Question

How do you solve `log[(x + 3)(x - 8)] + log[(x + 3)/(x - 8)] = 2`?

Answer 1

`S = -13`

Explanation:

By the rules of logarithms, `log(m) + log(n) = log(mn)`, so

`log[(x+3)(x-8)] + log[(x+3)/(x-8)] = log[((x+3)(x-8)(x+3))/(x-8)]`

We cancel the (x-8) on the numerator and the denominator

`log[(x+3)(x-8)] + log[(x+3)/(x-8)] = log[(x+3)^2]`

The problem told us that that equaled 2, so

`log[(x+3)^2] = 2`

We know that if `log_b(a) = c` then `a = b^c` so we have

`(x+3)^2 = 10^2`

We use 10 because if the log doesn't have a base, it's implicitly 10. (Also note that we couldn't have put that square to the front of the logarithm and cut it with the 2 because we'd lose a root if we did it)
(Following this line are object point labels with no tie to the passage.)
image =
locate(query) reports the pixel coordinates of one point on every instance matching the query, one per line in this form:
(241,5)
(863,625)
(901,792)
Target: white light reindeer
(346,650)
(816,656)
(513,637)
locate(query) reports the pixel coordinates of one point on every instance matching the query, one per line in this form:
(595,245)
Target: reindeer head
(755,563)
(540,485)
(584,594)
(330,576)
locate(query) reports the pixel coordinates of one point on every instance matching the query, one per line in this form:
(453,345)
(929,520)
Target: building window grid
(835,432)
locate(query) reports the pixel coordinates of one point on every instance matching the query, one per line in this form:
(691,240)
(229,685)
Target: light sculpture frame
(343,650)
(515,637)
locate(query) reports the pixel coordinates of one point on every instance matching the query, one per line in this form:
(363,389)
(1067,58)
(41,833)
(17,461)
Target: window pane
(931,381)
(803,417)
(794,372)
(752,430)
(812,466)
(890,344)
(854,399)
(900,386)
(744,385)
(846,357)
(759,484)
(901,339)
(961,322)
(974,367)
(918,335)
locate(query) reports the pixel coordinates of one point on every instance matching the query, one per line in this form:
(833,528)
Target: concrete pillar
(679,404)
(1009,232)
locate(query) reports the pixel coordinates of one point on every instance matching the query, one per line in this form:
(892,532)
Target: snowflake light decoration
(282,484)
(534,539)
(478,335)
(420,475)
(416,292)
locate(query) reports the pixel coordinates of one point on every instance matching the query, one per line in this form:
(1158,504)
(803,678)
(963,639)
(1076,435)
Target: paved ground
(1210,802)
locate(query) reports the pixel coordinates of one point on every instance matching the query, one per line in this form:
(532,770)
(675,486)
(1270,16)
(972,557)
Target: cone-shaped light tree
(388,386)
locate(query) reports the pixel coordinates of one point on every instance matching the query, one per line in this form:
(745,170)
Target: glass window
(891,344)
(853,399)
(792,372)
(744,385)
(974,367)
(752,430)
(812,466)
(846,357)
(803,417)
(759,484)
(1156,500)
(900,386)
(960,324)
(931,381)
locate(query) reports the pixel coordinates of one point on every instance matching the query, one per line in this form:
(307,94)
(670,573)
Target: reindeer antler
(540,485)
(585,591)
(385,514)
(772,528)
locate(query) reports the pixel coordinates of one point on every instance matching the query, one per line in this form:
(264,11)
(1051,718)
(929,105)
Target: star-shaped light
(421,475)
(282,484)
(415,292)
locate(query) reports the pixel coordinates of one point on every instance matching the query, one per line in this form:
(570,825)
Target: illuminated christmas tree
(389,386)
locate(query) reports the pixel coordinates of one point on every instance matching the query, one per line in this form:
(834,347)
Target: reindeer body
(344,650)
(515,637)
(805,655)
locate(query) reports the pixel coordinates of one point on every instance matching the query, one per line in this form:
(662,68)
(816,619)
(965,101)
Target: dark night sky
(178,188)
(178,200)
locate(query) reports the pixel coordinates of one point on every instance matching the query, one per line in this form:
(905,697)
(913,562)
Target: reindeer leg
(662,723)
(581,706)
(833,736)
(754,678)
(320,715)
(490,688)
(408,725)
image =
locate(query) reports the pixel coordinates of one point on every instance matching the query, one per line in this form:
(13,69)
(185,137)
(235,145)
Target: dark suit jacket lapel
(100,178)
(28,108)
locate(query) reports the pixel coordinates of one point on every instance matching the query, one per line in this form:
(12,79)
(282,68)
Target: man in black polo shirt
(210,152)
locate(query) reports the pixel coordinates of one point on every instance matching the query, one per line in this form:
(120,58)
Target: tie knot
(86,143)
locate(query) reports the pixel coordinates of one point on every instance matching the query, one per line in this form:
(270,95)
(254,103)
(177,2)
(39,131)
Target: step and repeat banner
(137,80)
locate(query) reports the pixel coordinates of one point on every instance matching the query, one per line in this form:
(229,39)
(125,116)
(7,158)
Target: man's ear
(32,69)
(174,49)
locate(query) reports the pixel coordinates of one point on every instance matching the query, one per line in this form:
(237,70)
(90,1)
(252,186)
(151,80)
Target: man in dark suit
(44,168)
Now we take the square root,

`x + 3 = +-10`

And solve these values
`x = 10 - 3 = 7`
`x = -10 - 3 = -13`

But before that, check for the values we know x can't be! Logarithms can't take null or negative arguments so we know `x != 3 and x!=8`

We know that `x-3` and `x-8` can only be negative if the other is negative too. so we study the signs

------(-3)++++++++++++ `(x-3)`
----------------------(+8)++ `(x-8)`

++++0---------------0+++ `(x-3)(x-8) or (x-3)/(x-8)`

We know we can't take values that are 0 or negative, so `x > 8 or x < -3` which means there's only one possible root, -13.